“This is what would happen if I gave my kids a trust fund.” – said someone, about this book.
I fear this frame of mind for our youth. This casual nihilism, this destructive illusion of indestructibility. At times powerful, at other times, just not that compelling. Excessive, isn’t it? It is, at the very least, thought-provoking on the level of: If only you kids understood anything about how the world works. I recommend listening to the audio version, love thy neighbor, and try to wash out your ears afterward.
Bret Easton Ellis’ remarkable debut novel, rife with topical allusions, already glows with pure pop 80’s nostalgia (not that I’m that old…) in the 2010’s – why, it’s almost 2020, but somewhere, probably, kids are acting like this, and B. E. E. was brave enough to write about it in the first person, and having spent a day in L. A. I feel like I might have seen some of these people walking around… Joking, of course. Take the whole thing as a joke, it’s obviously an exaggeration… right?

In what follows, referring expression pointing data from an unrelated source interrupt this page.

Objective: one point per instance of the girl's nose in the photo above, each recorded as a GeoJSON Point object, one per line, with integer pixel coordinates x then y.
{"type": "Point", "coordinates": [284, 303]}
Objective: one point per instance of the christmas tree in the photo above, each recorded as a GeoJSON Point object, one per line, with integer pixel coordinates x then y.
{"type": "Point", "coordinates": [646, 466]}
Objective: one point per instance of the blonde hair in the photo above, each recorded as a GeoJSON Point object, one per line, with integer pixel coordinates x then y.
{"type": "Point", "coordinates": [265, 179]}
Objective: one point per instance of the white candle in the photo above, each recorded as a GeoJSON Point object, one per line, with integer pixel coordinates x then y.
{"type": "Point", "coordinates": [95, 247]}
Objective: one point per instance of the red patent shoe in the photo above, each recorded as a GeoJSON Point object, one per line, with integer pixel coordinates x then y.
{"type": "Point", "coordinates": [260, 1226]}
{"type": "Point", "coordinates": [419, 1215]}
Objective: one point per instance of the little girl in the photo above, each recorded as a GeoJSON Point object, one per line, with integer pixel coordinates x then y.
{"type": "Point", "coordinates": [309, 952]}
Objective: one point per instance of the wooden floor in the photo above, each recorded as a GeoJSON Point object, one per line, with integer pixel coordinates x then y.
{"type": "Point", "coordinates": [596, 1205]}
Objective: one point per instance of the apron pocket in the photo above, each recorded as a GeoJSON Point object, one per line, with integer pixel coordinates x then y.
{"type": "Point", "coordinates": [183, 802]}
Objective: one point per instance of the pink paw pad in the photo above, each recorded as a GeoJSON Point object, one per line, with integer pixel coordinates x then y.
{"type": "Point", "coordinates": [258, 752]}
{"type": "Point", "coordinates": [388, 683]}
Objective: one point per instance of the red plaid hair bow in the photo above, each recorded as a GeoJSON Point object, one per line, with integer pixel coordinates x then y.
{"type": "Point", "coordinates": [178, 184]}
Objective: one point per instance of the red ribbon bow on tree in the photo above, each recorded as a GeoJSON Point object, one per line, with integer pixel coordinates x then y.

It benefits from brevity. Being in the vicinity of these characters is possibly toxic. I found the other Ellis book I read less bearable than this one. He works in this sub-genre, skirting Hunter S. Thompson and Johnathan Lethem, carving out his own literary digs next to Donna Tartt, and reusing his characters later, at greater length, though I don’t think I have the wherewithal to follow through and read the rest of his oeuvre.